We are administrating hypocretin peripherally and centrally in animal models to test whether hypocretin replacement might provide therapeutic relief in humans. An alternative treatment could involve replacing hypocretin-producing cells in the central nervous system. If successful, these approaches will be rapidly tried in human narcolepsy.

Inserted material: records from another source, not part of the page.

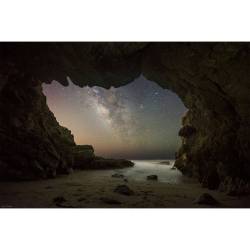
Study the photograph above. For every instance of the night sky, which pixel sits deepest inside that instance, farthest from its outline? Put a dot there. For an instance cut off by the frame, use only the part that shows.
(137, 121)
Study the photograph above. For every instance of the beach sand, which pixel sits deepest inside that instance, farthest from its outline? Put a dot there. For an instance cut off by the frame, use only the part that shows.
(95, 189)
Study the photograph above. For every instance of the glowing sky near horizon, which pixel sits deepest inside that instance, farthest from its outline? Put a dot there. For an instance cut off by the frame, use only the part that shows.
(137, 121)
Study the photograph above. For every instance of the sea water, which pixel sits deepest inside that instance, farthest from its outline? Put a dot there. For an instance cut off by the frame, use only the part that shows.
(142, 168)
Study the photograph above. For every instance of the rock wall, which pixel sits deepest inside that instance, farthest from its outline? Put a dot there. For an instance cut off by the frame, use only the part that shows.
(212, 79)
(33, 144)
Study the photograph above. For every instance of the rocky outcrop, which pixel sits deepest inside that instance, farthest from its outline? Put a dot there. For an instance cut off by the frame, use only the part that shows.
(83, 156)
(212, 79)
(33, 144)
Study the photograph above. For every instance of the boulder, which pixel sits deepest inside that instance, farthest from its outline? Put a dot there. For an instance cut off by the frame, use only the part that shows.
(110, 201)
(152, 177)
(187, 131)
(123, 189)
(83, 156)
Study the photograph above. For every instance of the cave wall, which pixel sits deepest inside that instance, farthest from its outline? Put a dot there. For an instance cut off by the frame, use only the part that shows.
(212, 79)
(33, 144)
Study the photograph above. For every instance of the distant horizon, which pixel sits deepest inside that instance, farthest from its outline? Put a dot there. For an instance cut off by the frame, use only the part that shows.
(139, 120)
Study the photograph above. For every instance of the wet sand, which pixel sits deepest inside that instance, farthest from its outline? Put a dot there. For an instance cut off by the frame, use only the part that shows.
(95, 189)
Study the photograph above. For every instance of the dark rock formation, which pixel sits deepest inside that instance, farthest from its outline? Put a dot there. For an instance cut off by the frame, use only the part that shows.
(32, 143)
(152, 177)
(83, 156)
(206, 199)
(212, 79)
(124, 189)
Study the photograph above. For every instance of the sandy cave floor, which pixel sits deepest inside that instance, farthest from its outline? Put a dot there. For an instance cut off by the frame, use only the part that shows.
(95, 189)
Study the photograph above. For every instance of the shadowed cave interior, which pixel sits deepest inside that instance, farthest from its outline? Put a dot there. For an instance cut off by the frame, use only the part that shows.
(212, 80)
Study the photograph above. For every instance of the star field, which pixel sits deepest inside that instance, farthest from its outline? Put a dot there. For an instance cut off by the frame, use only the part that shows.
(137, 121)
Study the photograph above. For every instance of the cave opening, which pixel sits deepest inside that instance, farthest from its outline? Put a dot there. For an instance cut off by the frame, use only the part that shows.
(140, 120)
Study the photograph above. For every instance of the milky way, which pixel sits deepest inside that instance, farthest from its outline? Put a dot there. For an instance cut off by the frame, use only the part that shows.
(139, 120)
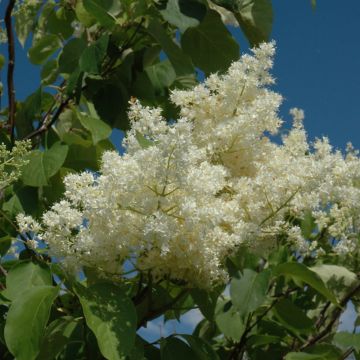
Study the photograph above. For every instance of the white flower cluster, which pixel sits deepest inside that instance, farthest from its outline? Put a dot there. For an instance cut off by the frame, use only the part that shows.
(187, 194)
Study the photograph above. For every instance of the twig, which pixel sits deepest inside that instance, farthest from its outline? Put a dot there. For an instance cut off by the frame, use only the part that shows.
(2, 270)
(238, 349)
(47, 124)
(157, 312)
(10, 70)
(345, 355)
(334, 316)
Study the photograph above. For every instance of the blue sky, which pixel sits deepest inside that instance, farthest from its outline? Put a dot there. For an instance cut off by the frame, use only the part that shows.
(316, 66)
(317, 69)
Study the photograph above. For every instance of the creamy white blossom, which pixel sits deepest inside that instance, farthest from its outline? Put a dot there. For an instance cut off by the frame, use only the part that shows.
(185, 195)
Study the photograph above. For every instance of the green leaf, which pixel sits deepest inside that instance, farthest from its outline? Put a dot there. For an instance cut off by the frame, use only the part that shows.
(345, 340)
(5, 244)
(2, 61)
(43, 48)
(249, 291)
(69, 57)
(161, 75)
(201, 348)
(317, 352)
(25, 276)
(307, 225)
(183, 13)
(302, 356)
(300, 272)
(206, 302)
(111, 315)
(329, 272)
(181, 62)
(26, 321)
(59, 22)
(255, 18)
(28, 112)
(176, 349)
(25, 18)
(260, 340)
(83, 16)
(43, 165)
(99, 130)
(56, 337)
(99, 9)
(229, 320)
(143, 141)
(210, 45)
(111, 102)
(91, 58)
(292, 317)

Fishing for Novel Hypocretin Pathway Genes
A recent area of interest is the use of animal models such as the zebrafish to isolate novel genes regulating the hypocretin and histamine systems. Zebrafish are transparent early in life, facilitating whole-mount in situ hybridization, and uniquely suited to large-scale mutagenesis. We have found that zebrafish contain hypocretin and histamine-producing cells, and we have used automated videorecording to characterize sleep-like behavior in this animal model. Furthermore, we recently identified a hypocretin receptor fish and found its sleep to be fragmented, suggesting involvement of the hypocretin neuropeptide in fish sleep regulation. Future studies are aimed at mapping the neuronal circuitry mediating sleep regulation in zebrafish. We are also making use of the transparency of this model to study synaptic plasticity and sleep in vivo.
Genetic Evaluation of Sleep and Metabolic Studies in a Population-Based Sample
One of our major interests is the study of normal sleep variation and sleep disorders in the general population. To achieve this aim, we collaborate with Terry Young (University of Madison–Wisconsin). A major interest in this collaboration is the study of milder narcolepsy and sleep phenotypes. We are systematically conducting MSLT sleep testing in a general population sample and correlating the results with known narcolepsy genetic factors such as DQB1*0602.
We are also interested in genetic factors that influence sleep-disordered breathing (SDB) and the development of high blood pressure in association with this disorder. We found and replicated the observation that APOE ε4, a genetic factor known to increase risk for Alzheimer's disease, also increases the risk of SDB around middle age, suggesting brain influences on the regulation of breathing during sleep.
Our lab is also evaluating the study of hormonal changes with sleep restriction, and its consequences for general health and obesity. An association between sleep restriction and obesity is increasingly recognized. We found clear association between habitual sleep amounts, polysomnographically defined sleep, and appetite regulatory hormone levels such as leptin and ghrelin. Finally, we are also attempting to determine whether genetic variation in known circadian genes such as clock influences morningness-eveningness tendencies in this population.
This work is also funded by grants from the National Institutes of Health.